Linda Kehoe reviews Sense8 – the latest offering from the Wachowski siblings.
There is much talk about Sense8 – which is available on Netflix. It is a TV series about eight people who become connected despite those perceived borders of language, race, religion, gender and sexuality and the actual borders of continents.
We could be sceptical and imagine that the creators had taken this idea and started ticking the boxes on a list of “How to show the diversity of the human race?” Hispanic, Asian, Caucasian and African actors: tick. Straight and queer: tick. Atheists and devout: tick. Male, female and transgender: tick. Cops and robbers: tick. Rich and opor: tick. But after the first few episodes, it proves itself as more than that.
The eight “sensate” (from the latin gifted with sense) are ordinary people living ordinary lives until something extraordinary happens to them. This is a common theme for the Wachowskis, who brought us The Matrix and Jupiter Ascending. The first few episodes are confusing, we only see and hear what the sense8 themselves see and hear. And they are confused- they don’t know what is hapening to them or why.
Perhaps its drug-induced hallucinatons, perhaps the gods are speaking to them, Perhaps they are simply going crazy. There are no scenes shot outside of their experiences so we do not have any background knowledge.
We know what they know. From their birth as sense8, to the development of their understanding and the deepenings of their connections with one another the audience is brought along for the ride. Sometimes its fast and exciting, sometimes it’s slow.
There is the shadowy overhanging threat that someone, out-there, does not want them to exist. This is the storyline that has taken a back-seat to the portrayal of the relationships of the characters. We are shown the loves and hates, the ups and the downs of each of the 8 in their individual lives.

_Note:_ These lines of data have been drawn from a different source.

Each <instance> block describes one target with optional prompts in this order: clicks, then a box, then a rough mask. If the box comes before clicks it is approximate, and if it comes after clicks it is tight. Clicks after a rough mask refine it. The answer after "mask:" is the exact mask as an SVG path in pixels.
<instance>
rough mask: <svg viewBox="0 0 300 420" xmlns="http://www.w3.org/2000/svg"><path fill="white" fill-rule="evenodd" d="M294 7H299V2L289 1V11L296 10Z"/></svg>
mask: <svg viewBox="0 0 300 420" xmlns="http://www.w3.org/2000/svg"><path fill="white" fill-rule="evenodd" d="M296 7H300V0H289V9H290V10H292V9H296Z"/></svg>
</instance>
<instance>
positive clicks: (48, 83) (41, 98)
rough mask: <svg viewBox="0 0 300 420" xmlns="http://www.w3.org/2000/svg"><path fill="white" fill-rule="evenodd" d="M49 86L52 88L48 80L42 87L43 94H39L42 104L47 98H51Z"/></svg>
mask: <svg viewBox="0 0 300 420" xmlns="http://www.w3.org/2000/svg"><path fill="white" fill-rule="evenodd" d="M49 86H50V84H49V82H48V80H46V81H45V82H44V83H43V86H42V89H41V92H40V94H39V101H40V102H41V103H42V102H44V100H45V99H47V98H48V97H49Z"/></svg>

The most impressive character is arguably the transgender Nomi, whose mother rejects forcibly the notion that her “Michael” idenitifies as a woman, who has fought to gain acceptance within the gay community and acceptance of herself – and has overcome it all to find love with Amanita. This excellent portrayal of Nomi’s character can be attributed to the skill and real life experiences of actor Jamie Clayton and by the direction of Lana, formally Larry, Waachowski. Nomi is one of 8 characters who between them experience so many aspects of life, that the audience is sure to connect with at least one. As the empathy-based shared conciuosness of the eight develops we are brought along with them. From scene-by-scene step by step we develop a different view of gender politics and identity, which introduced in any other way would have seemed radical. Sense8 is worth the watch.